La padella larga fa una differenza concreta, perché distribuisce meglio il calore e permette all’umidità di evaporare. Se ammassi la cicoria in un tegame piccolo, il risultato sarà più simile a una nuova lessatura che a una vera ripassata.
Le acciughe sott’olio sono una variante saporita, soprattutto con la cicoria selvatica. Ne bastano 2 filetti, da sciogliere nell’olio prima di aggiungere la verdura. Per un gusto più delicato puoi usare olive, capperi o qualche goccia di succo di limone a fine cottura.
Quale cottura scegliere in base alla varietà
| Tipo di cicoria | Cottura consigliata | Abbinamento ideale |
|---|---|---|
| Cicoria selvatica | Lessatura e ripasso deciso | Peperoncino, aglio, acciughe |
| Cicoria catalogna | Lessatura breve oppure padella con poca acqua | Olio, limone, uova, legumi |
| Puntarelle | Crude o appena scottate | Acciughe, aglio, aceto |
| Foglie giovani | Padella diretta per 8-10 minuti | Pomodorini, pasta, pane tostato |
La cicoria più tenera può essere cotta direttamente in padella. Versa 2-3 cucchiai d’acqua, copri per qualche minuto e lascia evaporare il liquido prima di aggiungere l’olio. È una tecnica rapida, ma funziona soltanto quando le foglie non sono coriacee.

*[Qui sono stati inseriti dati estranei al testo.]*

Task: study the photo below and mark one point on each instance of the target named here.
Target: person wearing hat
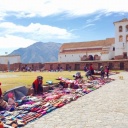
(38, 85)
(102, 72)
(0, 90)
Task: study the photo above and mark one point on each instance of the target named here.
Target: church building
(108, 49)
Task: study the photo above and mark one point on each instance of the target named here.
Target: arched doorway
(90, 57)
(96, 57)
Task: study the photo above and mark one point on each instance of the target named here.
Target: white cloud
(88, 25)
(14, 36)
(35, 31)
(31, 8)
(10, 41)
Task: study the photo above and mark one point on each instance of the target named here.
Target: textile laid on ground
(18, 92)
(31, 108)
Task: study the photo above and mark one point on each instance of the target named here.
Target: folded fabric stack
(31, 108)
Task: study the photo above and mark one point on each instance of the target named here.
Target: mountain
(39, 52)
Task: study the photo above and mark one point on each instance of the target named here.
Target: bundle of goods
(31, 108)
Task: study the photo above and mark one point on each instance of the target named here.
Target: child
(11, 102)
(37, 85)
(0, 90)
(107, 71)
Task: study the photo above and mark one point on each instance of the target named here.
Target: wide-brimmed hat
(39, 77)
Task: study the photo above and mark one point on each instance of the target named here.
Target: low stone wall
(113, 65)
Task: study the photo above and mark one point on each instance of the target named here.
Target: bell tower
(121, 39)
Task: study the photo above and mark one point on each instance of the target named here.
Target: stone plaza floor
(106, 107)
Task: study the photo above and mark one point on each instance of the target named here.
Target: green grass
(10, 80)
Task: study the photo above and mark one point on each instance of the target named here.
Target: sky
(25, 22)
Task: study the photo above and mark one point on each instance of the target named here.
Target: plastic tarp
(18, 92)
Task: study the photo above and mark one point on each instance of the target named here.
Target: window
(126, 28)
(120, 29)
(120, 38)
(126, 38)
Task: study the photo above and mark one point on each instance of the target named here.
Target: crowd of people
(104, 71)
(37, 85)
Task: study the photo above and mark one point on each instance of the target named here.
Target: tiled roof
(76, 52)
(123, 20)
(100, 43)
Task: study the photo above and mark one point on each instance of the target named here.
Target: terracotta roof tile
(97, 43)
(123, 20)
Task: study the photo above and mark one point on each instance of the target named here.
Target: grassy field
(10, 80)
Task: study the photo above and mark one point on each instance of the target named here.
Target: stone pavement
(106, 107)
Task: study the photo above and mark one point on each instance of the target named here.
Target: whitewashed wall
(74, 57)
(120, 47)
(10, 59)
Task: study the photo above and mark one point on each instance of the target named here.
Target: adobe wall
(113, 64)
(20, 66)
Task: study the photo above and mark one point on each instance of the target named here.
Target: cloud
(10, 41)
(23, 36)
(88, 25)
(35, 31)
(32, 8)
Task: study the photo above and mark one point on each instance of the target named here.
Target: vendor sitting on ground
(78, 81)
(37, 85)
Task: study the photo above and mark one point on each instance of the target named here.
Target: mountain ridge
(39, 52)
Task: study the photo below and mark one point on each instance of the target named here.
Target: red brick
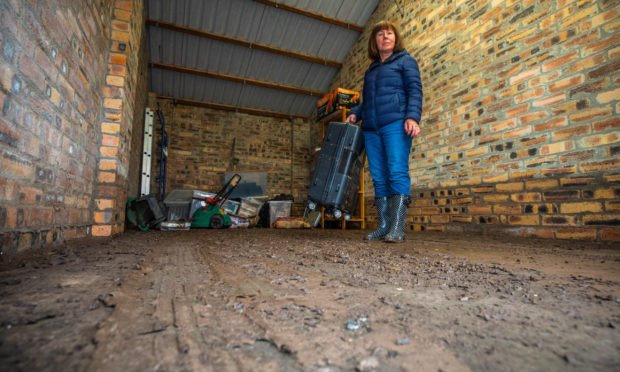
(571, 132)
(518, 110)
(610, 235)
(118, 59)
(555, 123)
(576, 233)
(534, 93)
(558, 62)
(524, 119)
(566, 83)
(611, 41)
(525, 75)
(520, 132)
(588, 115)
(550, 100)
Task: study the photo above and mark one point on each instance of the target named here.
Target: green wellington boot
(383, 210)
(398, 219)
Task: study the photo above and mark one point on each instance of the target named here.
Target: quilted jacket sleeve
(413, 88)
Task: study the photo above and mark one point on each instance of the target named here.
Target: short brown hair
(373, 51)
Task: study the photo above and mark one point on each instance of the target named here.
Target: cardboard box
(279, 208)
(336, 99)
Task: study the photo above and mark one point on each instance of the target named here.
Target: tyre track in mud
(281, 301)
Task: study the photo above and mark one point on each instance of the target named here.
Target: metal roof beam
(237, 79)
(241, 42)
(245, 110)
(314, 15)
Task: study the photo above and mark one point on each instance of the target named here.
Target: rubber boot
(398, 219)
(383, 210)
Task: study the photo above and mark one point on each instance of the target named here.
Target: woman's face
(385, 41)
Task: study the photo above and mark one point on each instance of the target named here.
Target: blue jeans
(388, 149)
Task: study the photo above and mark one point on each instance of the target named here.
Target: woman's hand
(411, 127)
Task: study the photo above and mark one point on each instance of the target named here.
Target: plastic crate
(230, 207)
(178, 203)
(249, 208)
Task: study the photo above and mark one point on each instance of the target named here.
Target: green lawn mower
(211, 214)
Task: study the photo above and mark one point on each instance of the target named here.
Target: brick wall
(53, 63)
(200, 149)
(122, 118)
(520, 127)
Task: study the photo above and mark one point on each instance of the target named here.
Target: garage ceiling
(274, 58)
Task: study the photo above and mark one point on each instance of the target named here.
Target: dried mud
(310, 300)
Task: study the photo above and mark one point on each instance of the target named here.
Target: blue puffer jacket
(392, 91)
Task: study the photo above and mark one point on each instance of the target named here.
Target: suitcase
(336, 180)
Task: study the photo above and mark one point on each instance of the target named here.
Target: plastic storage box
(230, 207)
(279, 208)
(249, 207)
(178, 203)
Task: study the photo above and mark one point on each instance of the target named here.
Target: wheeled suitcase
(336, 180)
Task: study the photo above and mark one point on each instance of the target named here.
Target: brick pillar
(119, 98)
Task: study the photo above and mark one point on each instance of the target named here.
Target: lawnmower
(211, 214)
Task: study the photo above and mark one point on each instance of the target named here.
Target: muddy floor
(311, 300)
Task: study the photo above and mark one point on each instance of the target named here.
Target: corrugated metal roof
(254, 22)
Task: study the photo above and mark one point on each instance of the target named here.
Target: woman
(390, 114)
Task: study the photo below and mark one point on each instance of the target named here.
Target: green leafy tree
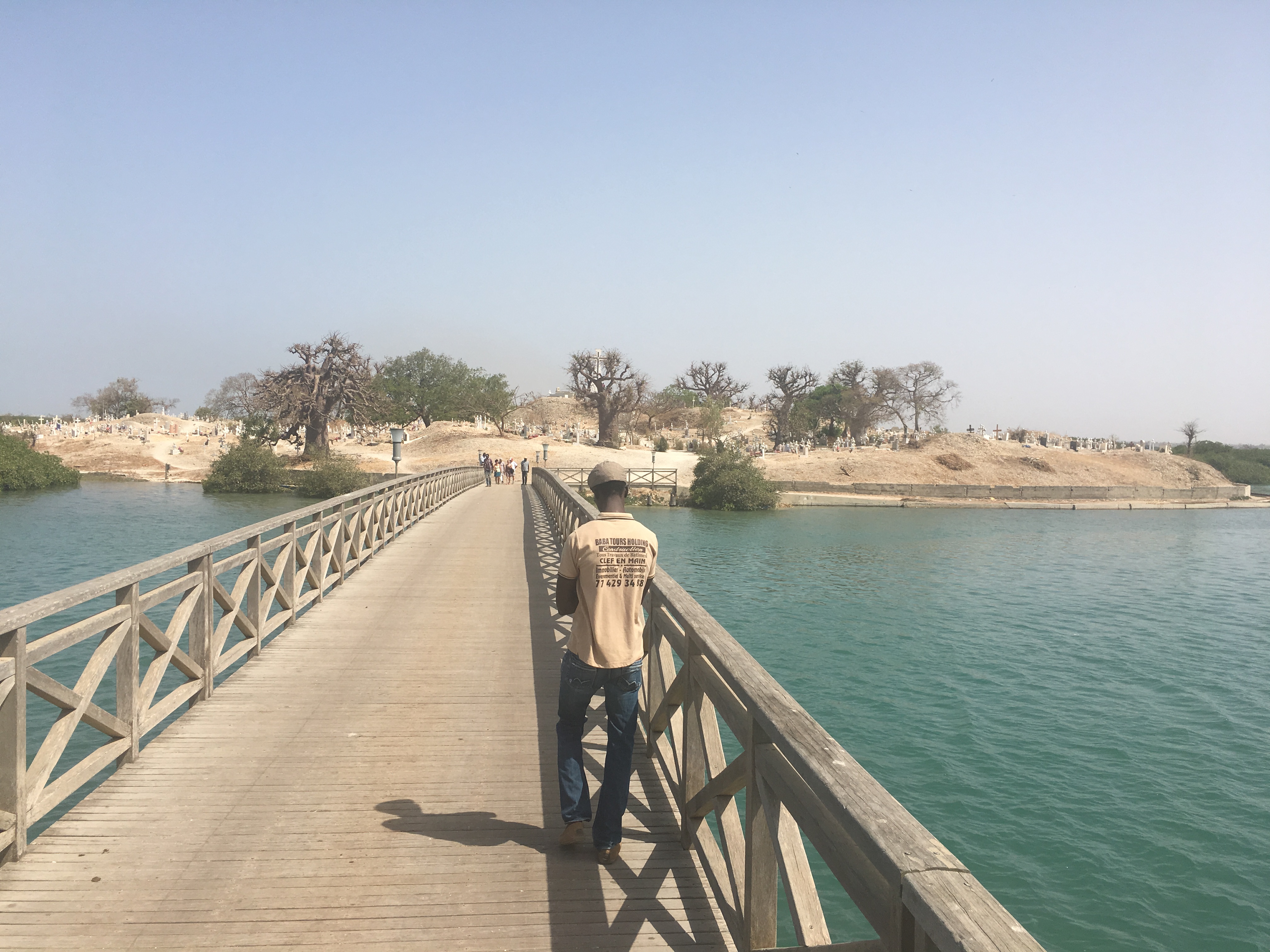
(251, 466)
(1249, 465)
(427, 386)
(728, 479)
(237, 398)
(23, 468)
(118, 399)
(335, 475)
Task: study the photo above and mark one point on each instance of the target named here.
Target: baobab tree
(606, 382)
(1191, 429)
(710, 381)
(790, 385)
(333, 380)
(914, 393)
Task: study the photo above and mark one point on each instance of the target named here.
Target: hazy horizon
(1063, 205)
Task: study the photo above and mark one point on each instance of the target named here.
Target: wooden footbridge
(336, 729)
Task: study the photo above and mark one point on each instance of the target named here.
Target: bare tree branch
(790, 384)
(712, 381)
(606, 382)
(333, 380)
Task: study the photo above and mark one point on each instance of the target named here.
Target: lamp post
(398, 439)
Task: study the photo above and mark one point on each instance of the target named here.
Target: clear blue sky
(1066, 205)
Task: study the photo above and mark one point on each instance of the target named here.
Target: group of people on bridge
(503, 470)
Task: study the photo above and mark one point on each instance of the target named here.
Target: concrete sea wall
(1196, 494)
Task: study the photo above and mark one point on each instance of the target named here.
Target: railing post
(289, 567)
(128, 672)
(253, 597)
(201, 627)
(319, 541)
(341, 551)
(13, 743)
(760, 915)
(694, 776)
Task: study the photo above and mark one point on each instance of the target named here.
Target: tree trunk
(315, 439)
(608, 423)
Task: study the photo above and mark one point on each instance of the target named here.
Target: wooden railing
(196, 625)
(798, 782)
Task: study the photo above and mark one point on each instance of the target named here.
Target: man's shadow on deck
(473, 828)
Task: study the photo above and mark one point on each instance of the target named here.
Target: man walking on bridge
(605, 570)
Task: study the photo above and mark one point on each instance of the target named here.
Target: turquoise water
(1078, 704)
(1075, 702)
(54, 539)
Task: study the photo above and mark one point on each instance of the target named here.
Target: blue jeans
(578, 685)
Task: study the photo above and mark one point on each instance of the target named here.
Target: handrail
(798, 780)
(190, 621)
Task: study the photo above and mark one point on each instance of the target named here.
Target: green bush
(333, 477)
(248, 468)
(728, 479)
(1239, 465)
(23, 468)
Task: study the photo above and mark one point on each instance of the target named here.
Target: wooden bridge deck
(381, 777)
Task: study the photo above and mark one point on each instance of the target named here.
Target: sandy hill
(950, 459)
(968, 460)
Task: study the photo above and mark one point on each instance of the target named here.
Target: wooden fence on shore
(279, 568)
(799, 782)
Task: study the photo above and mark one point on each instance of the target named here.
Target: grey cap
(608, 471)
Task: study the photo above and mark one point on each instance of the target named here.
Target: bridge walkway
(381, 777)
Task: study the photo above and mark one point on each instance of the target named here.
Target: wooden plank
(13, 745)
(671, 700)
(868, 888)
(128, 672)
(45, 606)
(50, 645)
(173, 700)
(163, 644)
(60, 696)
(169, 589)
(56, 791)
(802, 898)
(961, 916)
(760, 920)
(60, 734)
(732, 780)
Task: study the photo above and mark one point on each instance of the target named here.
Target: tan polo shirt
(613, 559)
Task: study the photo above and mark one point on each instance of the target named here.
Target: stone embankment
(943, 497)
(988, 494)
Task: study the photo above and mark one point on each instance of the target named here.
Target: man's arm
(567, 596)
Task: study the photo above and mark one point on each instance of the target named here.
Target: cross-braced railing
(195, 624)
(798, 782)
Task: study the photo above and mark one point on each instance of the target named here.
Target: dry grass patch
(953, 461)
(1037, 464)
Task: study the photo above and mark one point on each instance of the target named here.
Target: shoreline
(789, 501)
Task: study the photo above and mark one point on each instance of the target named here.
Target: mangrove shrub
(1238, 464)
(249, 468)
(23, 468)
(728, 479)
(333, 475)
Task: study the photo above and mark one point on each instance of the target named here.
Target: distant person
(605, 569)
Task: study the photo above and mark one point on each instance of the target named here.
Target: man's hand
(567, 596)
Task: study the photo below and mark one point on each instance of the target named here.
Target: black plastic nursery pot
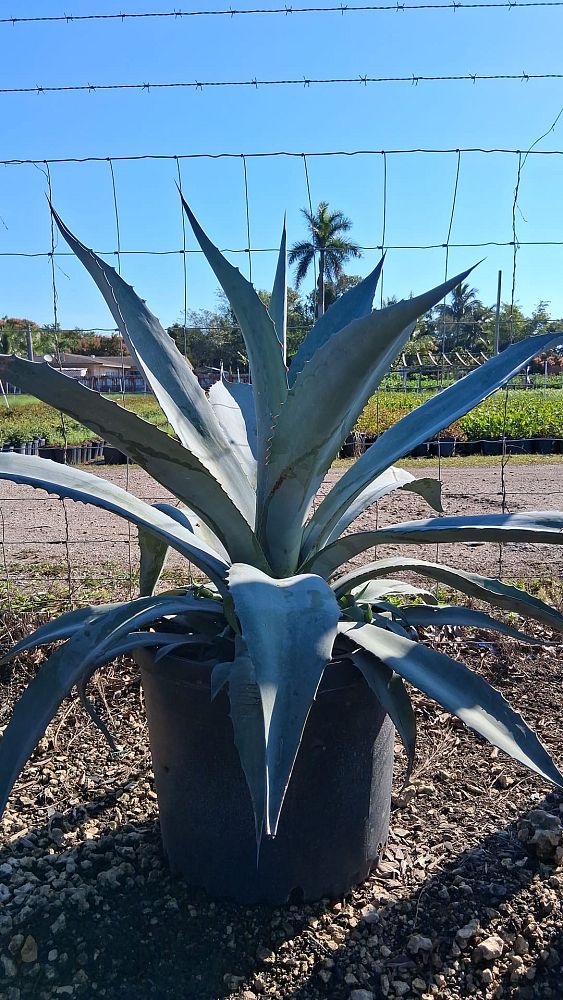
(443, 447)
(113, 456)
(335, 818)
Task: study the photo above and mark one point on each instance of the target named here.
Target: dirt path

Per la catalogna con coste molto sviluppate preferisco invece il passaggio in acqua. La breve lessatura uniforma la consistenza e rende il condimento più efficace, soprattutto quando vuoi accompagnarla a un secondo piatto senza trasformarla nel protagonista assoluto.
Dalla tradizione pugliese alla tavola di tutti i giorni
Uno degli abbinamenti più riusciti è quello tra cicoria e fave. La purea morbida e leggermente dolce delle fave secche bilancia l’amaro della verdura, creando un piatto completo nel gusto e nella consistenza. Servilo con olio crudo e una fetta di pane rustico tostato.
La cicoria ripassata è ottima anche dentro una bruschetta, in una frittata o come condimento per la pasta. In quest’ultimo caso puoi saltarla con pomodorini e aglio, poi aggiungere la pasta al dente con un mestolino della sua acqua di cottura. Il liquido aiuta a legare il condimento senza dover usare panna o salse pesanti.
Per un pasto più sostanzioso puoi unirla a ceci o fagioli cannellini. Io aggiungo spesso una parte cremosa, ottenuta schiacciando qualche legume direttamente in padella, così la verdura aderisce meglio al condimento e il piatto non risulta asciutto.
Con carne e pesce funziona per contrasto. La sua nota amara alleggerisce salsiccia, arrosti e pesci grassi, mentre un filo di limone la rende più adatta a piatti semplici e primaverili.
Gli errori che fanno perdere sapore e consistenza
Il primo errore è usare poca acqua per la lessatura. La cicoria deve essere completamente immersa, altrimenti cuoce in modo irregolare e mantiene una parte fibrosa. Il secondo è salare soltanto alla fine: una piccola quantità di sale nell’acqua aiuta a insaporire le foglie dall’interno.
Un altro problema frequente è aggiungere la cicoria in padella quando è ancora gocciolante. In quel caso l’olio si raffredda, l’aglio perde intensità e la verdura rimane acquosa. Scolatura e strizzatura contano quasi quanto il condimento.
Evita anche di bruciare l’aglio. Se diventa marrone scuro, porta una nota amara che si somma a quella naturale della cicoria. Meglio toglierlo quando è appena dorato e lasciarlo nella padella solo se vuoi un profumo più marcato.
Infine, non correggere tutto con il sale. Se il gusto è troppo amaro, intervieni con una cottura più equilibrata, un filo di limone, una crema di legumi o un ingrediente sapido come l’acciuga. Coprire la verdura di sale la rende soltanto aggressiva.
Il dettaglio finale che cambia davvero il piatto
La cicoria migliore non è quella completamente priva di amaro, ma quella in cui amaro, piccante e profumo dell’olio stanno in equilibrio. Per ottenere questo risultato scegli foglie fresche, cuocile senza esagerare e condiscile quando sono ancora calde, così assorbono meglio gli aromi.
Se vuoi conservarla, trasferiscila in frigorifero entro due ore dalla cottura e consumala preferibilmente entro 1-2 giorni. Riscaldala una sola volta in padella, aggiungendo eventualmente un cucchiaio d’acqua: resterà più gradevole rispetto al microonde e potrai recuperarla per una frittata, una bruschetta o un piatto di legumi.